The château of Chinon
, which overlooks the Vienne River, was a stopping place for many kings and princes, from the Plantagenets to Richelieu. In 1429 Jeanne d'Arc came here to ask Charles VII to reconquer France. It is also the birthplace of Rabelais, and his true history as well as fabled versions are carved into the local architecture and the landscape, making Chinon a pilgrimage site (more Bacchic than literary) and lending it a Renaissance charm that is popular with tourists. The appellation of Chinon
, which was established on July 31st, 1937, extends over 18 villages on both sides of the Vienne and up to where it meets the Loire.
Chinon annually produces 110,000 hectoliters of white, rosé, and red wine from 2,400 hectares (5,931 acres) of vineyards. There are three main soil types here: alluvial terraces (old and recent) on the banks of the Vienne, made up of gravel and sand; Turonian limestone (yellow tuff) on slopes and knolls along the smaller rivers; and clay with silex and sand of the Upper Cretaceous period on the plateaus and hills. The large junction of the Loire and the Vienne is a door to the Atlantic, bringing a mild oceanic climate to the sun-drenched south-facing vineyards. Like Bourgueil across the river, Chinon enjoys a microclimate that is perfectly suited to Cabernet Franc.
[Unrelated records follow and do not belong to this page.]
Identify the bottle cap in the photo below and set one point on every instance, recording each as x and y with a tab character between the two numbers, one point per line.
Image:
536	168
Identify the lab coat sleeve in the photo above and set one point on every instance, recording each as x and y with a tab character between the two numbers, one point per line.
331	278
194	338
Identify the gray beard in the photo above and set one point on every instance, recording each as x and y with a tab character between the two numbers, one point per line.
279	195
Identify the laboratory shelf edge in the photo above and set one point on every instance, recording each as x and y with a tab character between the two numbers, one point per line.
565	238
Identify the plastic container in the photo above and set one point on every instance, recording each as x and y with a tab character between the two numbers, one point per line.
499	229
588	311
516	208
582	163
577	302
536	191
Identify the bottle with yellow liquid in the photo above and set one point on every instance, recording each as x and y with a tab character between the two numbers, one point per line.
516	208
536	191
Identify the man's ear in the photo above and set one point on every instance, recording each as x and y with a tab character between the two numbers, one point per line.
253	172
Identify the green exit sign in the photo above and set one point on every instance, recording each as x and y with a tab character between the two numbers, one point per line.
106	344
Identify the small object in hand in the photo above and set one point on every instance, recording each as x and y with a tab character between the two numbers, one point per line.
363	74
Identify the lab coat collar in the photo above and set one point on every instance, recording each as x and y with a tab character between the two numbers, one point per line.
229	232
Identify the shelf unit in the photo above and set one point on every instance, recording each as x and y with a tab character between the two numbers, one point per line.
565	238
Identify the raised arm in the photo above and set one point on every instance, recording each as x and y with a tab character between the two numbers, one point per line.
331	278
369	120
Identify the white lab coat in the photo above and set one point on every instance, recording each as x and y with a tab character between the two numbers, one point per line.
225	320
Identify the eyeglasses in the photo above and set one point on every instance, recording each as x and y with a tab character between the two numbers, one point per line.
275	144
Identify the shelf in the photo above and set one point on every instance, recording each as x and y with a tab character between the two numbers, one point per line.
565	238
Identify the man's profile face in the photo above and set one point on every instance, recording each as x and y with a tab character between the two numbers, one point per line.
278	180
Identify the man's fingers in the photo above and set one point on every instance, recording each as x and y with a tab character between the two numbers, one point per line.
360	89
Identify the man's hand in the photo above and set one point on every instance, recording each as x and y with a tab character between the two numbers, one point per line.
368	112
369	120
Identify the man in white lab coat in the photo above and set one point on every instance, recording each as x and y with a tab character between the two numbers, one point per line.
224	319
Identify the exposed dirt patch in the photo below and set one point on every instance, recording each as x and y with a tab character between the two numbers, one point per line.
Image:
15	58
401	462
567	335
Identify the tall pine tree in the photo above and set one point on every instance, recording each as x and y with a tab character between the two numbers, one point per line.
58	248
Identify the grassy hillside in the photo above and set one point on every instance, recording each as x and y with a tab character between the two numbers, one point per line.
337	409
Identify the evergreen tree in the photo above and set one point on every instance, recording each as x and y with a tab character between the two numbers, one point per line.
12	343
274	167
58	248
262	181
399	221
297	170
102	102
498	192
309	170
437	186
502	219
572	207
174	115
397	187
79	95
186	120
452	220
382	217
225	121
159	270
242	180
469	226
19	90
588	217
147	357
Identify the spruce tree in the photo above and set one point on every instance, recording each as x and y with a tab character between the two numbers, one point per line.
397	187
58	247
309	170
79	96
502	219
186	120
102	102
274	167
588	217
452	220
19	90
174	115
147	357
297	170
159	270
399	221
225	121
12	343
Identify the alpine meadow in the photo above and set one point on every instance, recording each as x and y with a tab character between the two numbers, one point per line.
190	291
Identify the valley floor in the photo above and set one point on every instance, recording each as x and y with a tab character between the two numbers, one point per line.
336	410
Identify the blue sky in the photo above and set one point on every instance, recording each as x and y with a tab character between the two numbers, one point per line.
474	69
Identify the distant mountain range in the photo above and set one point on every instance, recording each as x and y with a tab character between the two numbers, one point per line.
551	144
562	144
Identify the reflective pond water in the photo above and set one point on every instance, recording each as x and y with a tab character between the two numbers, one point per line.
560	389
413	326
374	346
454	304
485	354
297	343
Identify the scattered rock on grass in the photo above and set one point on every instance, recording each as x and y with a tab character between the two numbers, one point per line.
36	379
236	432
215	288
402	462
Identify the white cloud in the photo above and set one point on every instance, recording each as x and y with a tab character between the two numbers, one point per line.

Red Chinon is made almost exclusively from Cabernet Franc (locally called Breton), and up to 10% Cabernet Sauvignon may be blended in. White Chinon is made from Chenin Blanc (also called Pineau de Loire). Some wines produced here reach their peak between 2 and 5 years of age, while others are best after 10 or 20 years of aging. Some excellent examples are offered by producers like Charles Joguet, Philippe Alliet, and Bernard Baudry.